What Did NOT Make It Into the Bill: aid for states and local governments and liability protection for businesses. Previous measures had provided more than $200 billion for state, tribal, and local municipalities. This time around, a bipartisan group of senators argued for an additional $160 billion in the current legislation, but Republicans balked. Without more money, state and local governments will have to absorb the double whammy of big spending amid the loss in sales and other taxes.
Analysis from the Brookings Institute found that state and local revenues, excluding fees to public hospitals and institution of higher education, “will decline $155 billion in 2020, $167 billion in 2021, and $145 billion in 2022,” or $467 billion over three years. Because most state and local governments have to balance their operating budgets each year, the lack of funds may create a second order effect of more job cuts, which could dampen the overall economic recovery.
To be clear, the new stimulus is an important development, but there could still be millions of Americans who find themselves in financial peril. According to the Census Bureau’s Household Pulse Survey covering November 25 through December 7, three data points underscore the dire need for federal assistance for millions of Americans:
People experiencing food scarcity (either sometimes or often not enough to eat in the past seven days): 27.4 million or 12.7 percent
People experiencing housing insecurity (behind on rent or mortgage payments, or who don’t think household can make next month’s rent or mortgage payment on time): 12.8 million or 9.1 percent.

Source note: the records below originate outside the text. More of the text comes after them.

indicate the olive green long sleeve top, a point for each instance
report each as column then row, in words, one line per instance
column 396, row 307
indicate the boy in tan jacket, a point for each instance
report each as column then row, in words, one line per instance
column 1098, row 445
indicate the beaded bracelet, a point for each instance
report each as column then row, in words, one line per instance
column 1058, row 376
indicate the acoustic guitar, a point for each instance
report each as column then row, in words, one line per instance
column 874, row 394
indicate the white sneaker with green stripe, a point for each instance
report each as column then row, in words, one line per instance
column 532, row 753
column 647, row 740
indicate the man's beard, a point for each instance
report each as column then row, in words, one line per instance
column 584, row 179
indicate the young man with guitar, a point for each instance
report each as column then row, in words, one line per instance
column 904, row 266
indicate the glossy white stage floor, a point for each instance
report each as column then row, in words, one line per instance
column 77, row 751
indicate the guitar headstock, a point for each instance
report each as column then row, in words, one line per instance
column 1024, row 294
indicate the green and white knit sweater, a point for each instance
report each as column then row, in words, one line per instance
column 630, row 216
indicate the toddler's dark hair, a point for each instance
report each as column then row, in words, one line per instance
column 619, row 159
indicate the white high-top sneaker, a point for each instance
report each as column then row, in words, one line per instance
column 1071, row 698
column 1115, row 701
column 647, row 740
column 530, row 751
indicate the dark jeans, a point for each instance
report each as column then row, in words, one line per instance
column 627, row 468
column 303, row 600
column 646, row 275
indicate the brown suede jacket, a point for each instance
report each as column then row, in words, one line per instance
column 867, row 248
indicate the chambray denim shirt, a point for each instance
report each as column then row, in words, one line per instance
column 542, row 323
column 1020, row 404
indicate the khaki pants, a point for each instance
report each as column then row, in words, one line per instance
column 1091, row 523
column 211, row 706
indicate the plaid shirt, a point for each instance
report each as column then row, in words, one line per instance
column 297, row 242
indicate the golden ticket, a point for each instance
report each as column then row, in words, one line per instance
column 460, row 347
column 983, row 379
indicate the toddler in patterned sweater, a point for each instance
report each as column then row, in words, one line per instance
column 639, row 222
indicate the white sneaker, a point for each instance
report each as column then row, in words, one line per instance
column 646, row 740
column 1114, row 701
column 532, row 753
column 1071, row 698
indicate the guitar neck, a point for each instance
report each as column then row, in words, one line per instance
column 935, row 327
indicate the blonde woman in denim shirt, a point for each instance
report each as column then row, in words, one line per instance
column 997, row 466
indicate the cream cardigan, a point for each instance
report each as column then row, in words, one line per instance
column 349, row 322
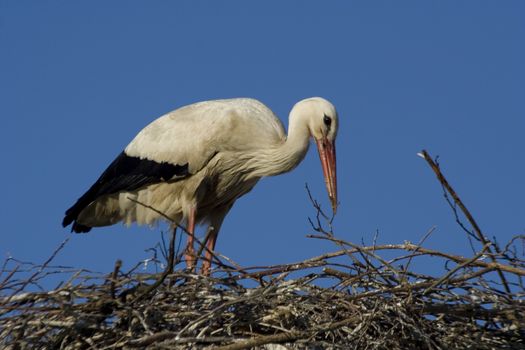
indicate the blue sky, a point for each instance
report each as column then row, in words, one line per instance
column 79, row 79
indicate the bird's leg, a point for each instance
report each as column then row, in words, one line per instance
column 213, row 232
column 190, row 250
column 210, row 246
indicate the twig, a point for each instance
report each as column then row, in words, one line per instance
column 465, row 211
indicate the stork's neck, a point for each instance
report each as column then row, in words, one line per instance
column 285, row 156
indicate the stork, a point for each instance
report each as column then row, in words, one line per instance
column 191, row 165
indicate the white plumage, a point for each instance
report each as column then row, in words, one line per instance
column 193, row 163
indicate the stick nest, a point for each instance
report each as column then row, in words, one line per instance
column 353, row 297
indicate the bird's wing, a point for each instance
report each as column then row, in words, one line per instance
column 179, row 144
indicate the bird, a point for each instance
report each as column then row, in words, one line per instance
column 190, row 165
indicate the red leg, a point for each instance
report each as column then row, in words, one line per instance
column 189, row 255
column 210, row 245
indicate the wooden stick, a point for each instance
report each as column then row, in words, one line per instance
column 435, row 167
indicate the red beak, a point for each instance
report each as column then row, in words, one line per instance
column 327, row 154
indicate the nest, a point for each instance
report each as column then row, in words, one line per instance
column 353, row 297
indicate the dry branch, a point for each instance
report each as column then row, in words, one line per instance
column 350, row 298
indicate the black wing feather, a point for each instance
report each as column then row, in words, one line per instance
column 125, row 173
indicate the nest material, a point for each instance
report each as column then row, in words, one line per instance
column 351, row 298
column 370, row 303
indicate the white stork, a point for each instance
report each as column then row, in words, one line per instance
column 193, row 163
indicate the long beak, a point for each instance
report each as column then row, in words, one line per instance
column 327, row 154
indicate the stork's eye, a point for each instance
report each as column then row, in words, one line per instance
column 327, row 120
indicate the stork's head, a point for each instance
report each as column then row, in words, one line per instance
column 322, row 122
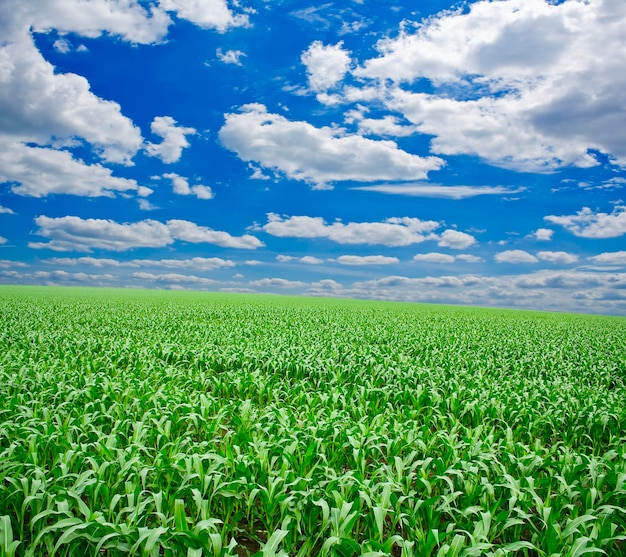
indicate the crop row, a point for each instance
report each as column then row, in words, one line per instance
column 187, row 424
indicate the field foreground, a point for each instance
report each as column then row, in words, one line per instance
column 145, row 423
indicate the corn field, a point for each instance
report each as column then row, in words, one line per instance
column 153, row 423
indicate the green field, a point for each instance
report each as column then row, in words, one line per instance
column 171, row 423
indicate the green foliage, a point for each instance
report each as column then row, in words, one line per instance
column 143, row 423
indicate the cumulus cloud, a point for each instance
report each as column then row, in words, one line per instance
column 182, row 187
column 326, row 65
column 39, row 171
column 174, row 278
column 610, row 258
column 126, row 19
column 318, row 156
column 367, row 260
column 230, row 56
column 308, row 259
column 524, row 84
column 208, row 14
column 72, row 233
column 543, row 234
column 439, row 191
column 392, row 232
column 456, row 240
column 434, row 257
column 558, row 257
column 515, row 256
column 589, row 224
column 40, row 105
column 174, row 139
column 195, row 263
column 277, row 283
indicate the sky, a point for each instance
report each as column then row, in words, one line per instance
column 444, row 152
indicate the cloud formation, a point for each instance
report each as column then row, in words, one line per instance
column 42, row 171
column 84, row 235
column 174, row 139
column 392, row 232
column 589, row 224
column 181, row 187
column 319, row 156
column 523, row 84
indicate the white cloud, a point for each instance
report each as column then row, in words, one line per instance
column 230, row 56
column 182, row 187
column 456, row 240
column 326, row 65
column 8, row 264
column 39, row 171
column 524, row 84
column 72, row 233
column 174, row 278
column 40, row 105
column 434, row 257
column 308, row 259
column 392, row 232
column 610, row 258
column 62, row 45
column 317, row 155
column 277, row 283
column 367, row 260
column 127, row 19
column 469, row 258
column 214, row 14
column 558, row 257
column 195, row 263
column 174, row 139
column 543, row 234
column 515, row 256
column 388, row 126
column 589, row 224
column 439, row 191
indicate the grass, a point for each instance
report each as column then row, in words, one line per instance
column 154, row 423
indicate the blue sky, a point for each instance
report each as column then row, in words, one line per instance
column 467, row 153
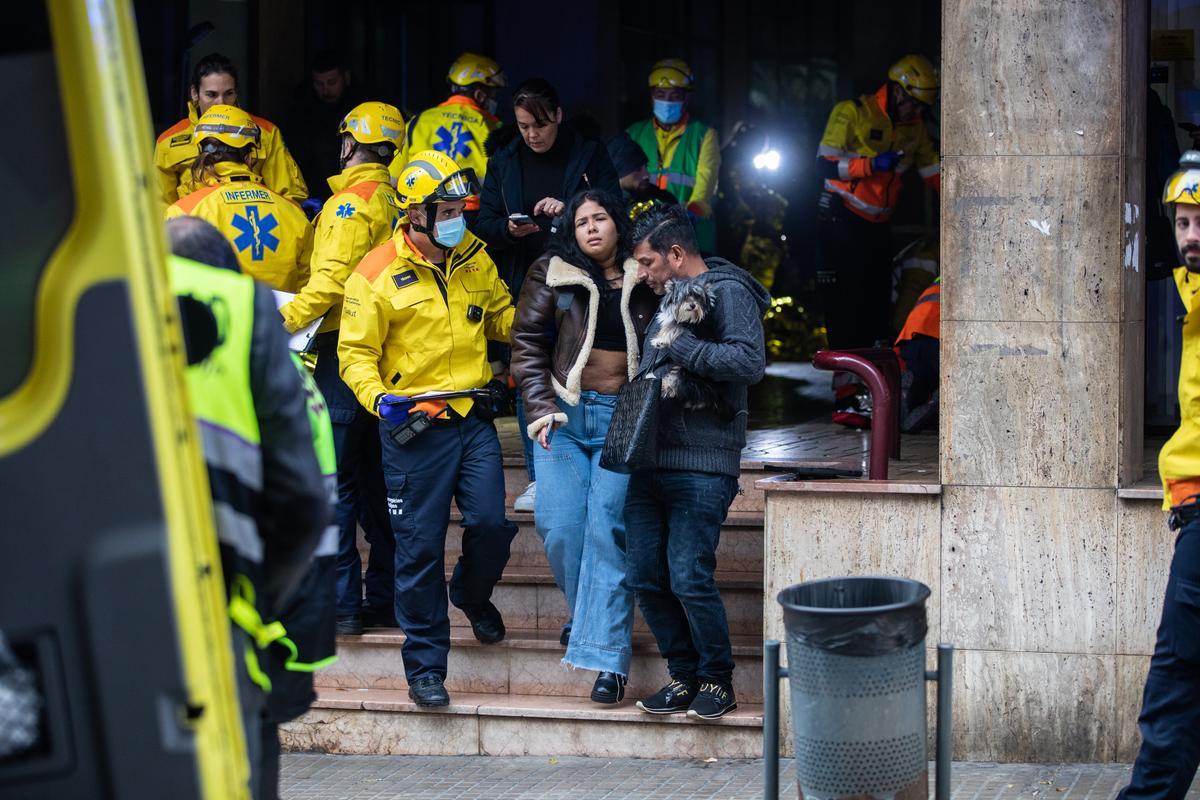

People who have difficulty paying for usual household expenses: 85.4 million or 35.6 percent.
These measurements have deteriorated since state and federal resources have dried up, according to new data released last week by researchers at the University of Chicago and the University of Notre Dame. “Poverty rose by 2.4 percentage points from 9.3 percent in June to 11.7 percent in November, adding 7.8 million to the ranks of the poor.”
As the humanitarian emergency escalates, the economy is also in need of federal intervention. In the last Federal Reserve meeting of the year, Chair Jay Powell cautioned that the next few months are likely to be “very challenging.” Challenging, indeed. Economic data have shown that the pace of recovery is slowing down, amid a surge in coronavirus cases and the municipal response of new restrictions to control its spread.
Job creation has trended lower since the spring, weekly claims are rising, and retail sales for November, a month that included a stellar Black Friday-Cyber Monday e-commerce weekend, declined by 1.1 percent from the previous month. Economist Joel Naroff believes that there is a “distinct possibility that both fourth and first quarter will be disappointing,” as widespread vaccinations are unlikely to come quickly enough to prevent economic weakness, and human suffering, right now and continuing over the next few months.